Book Review for a Hell for All Seasons by Emiliya Ahmadova
A Hell for All Seasons, by Emiliya Ahmadova, is a collection of horrific tales about the people who managed to escape damnation.
From accidentally bartering your soul to a demon, to breaking up marriages if only for the sake of your vanity, to even being bullied in class, these short stories are rife with meticulous detail and imagery. There is a frightening satisfaction in reading these stories; a majority of the characters endeavor to clean up their sins, either through a simple prayer, or running from the ghost chasing you, Ahmadova intertwines frightening monsters with a simple, yet complex narrative that reminds readers the morals humanity tends to leave behind and, eventually, forget.
While I enjoyed the stories in this collection, one that resonated with me the most was Revenge, a story about a young girl who was bullied at her school because her mother had, albeit unknowingly, embarrassed her. The way Katrina handled the predicament was wonderful, so very reminiscence of Stephen King’s Carrie, alongside the many articles of what happens when prey is cornered. Personally, I wanted Lisa and those other kids to suffer, but alas, Katrina is kinder than I am. Repetitive themes of damnation and redemption also found throughout these stories, which help cultivate a sort of religious feel to them. It can be a bit overbearing at times, and a little more than predictable, but they were enjoyable nonetheless.

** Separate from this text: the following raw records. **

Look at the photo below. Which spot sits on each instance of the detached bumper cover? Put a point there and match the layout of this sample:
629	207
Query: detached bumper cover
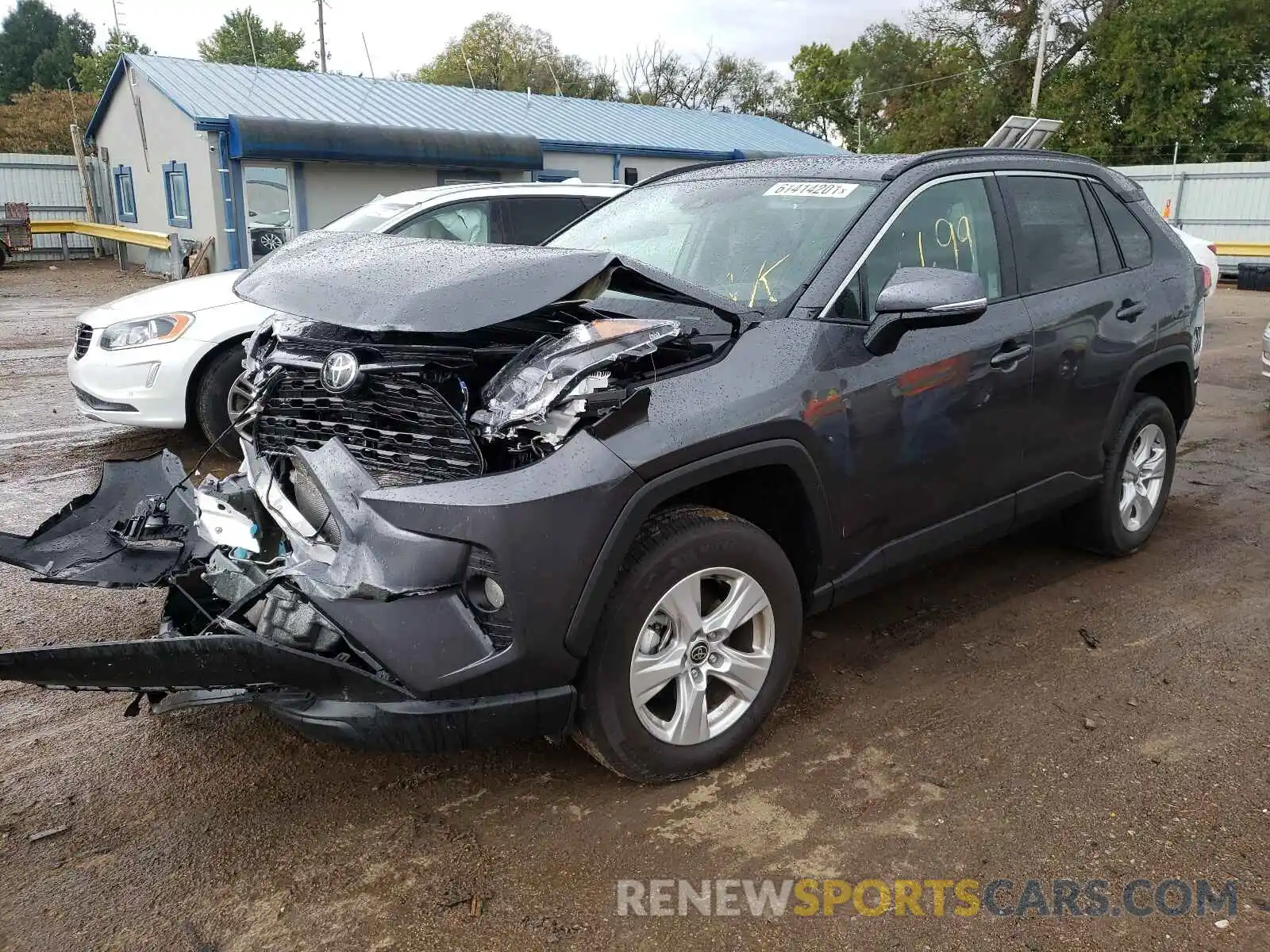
74	546
203	662
406	663
323	698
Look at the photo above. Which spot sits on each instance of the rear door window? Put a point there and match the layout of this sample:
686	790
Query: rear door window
1109	257
1134	240
1053	234
530	221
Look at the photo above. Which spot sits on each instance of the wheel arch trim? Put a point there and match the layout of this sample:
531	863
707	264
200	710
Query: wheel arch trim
603	574
1176	353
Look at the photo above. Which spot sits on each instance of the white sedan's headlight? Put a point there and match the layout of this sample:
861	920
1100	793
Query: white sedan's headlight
148	330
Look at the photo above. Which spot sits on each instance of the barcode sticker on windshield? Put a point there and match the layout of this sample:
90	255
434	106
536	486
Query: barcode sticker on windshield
812	190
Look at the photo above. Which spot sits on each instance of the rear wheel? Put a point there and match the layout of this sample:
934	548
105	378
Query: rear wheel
213	397
694	651
1136	484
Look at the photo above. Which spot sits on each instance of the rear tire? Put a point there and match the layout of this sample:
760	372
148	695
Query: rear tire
736	659
1136	482
211	400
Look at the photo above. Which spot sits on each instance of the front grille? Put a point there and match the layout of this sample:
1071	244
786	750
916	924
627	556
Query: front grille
98	404
311	505
397	425
83	338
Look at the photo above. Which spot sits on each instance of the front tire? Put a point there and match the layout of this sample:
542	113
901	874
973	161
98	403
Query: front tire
1136	484
694	651
211	400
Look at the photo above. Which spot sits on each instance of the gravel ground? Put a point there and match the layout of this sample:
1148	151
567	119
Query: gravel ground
954	727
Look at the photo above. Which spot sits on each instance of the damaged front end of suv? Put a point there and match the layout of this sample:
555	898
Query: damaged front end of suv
425	475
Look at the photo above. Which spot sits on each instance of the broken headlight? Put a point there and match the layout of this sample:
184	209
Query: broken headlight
549	371
148	330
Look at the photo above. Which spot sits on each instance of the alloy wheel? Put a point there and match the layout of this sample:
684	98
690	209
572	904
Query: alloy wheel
702	655
1143	476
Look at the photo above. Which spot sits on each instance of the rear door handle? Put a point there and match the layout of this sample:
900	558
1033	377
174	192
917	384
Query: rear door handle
1130	311
1009	355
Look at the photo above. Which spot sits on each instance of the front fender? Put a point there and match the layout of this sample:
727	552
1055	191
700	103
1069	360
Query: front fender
603	574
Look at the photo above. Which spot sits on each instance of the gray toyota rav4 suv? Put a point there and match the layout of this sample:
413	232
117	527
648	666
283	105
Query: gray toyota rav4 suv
594	488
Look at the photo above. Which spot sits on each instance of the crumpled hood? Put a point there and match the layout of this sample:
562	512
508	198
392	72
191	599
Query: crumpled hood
190	295
383	282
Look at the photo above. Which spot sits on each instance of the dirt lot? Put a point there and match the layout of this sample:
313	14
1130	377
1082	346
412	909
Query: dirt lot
935	730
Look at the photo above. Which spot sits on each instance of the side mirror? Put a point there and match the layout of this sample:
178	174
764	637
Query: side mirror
924	298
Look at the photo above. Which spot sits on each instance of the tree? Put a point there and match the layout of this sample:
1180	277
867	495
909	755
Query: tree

Damnation and redemption were prominent concepts in the book. Each of the seven deadly sins were represented in these stories. Some used their vices to hurt their loved ones, others complete strangers. Either way, Ahmadova teaches the age old lesson that Hell is a real place, and that those who are deluded by their arrogance, or lust, or avarice, or greed will be sentenced there. For those of us who have attended church, it’s the same Sunday school sermon we hear every time. But this time however, that lesson takes on a very real nightmare, one that mercilessly destroys us without a care.
As such, I would give this book a rating of a 4.0 out of 5 stars. Each character faced some sort of vice, with the stories an embodiment of the seven deadly sins. While the theme of damnation could be a bit repetitive at times, it was still incredibly well done. I would thus recommend this book to those who enjoy Raven’s Peak by Lincoln Cole and Fallen Men by Brian O’ Hare.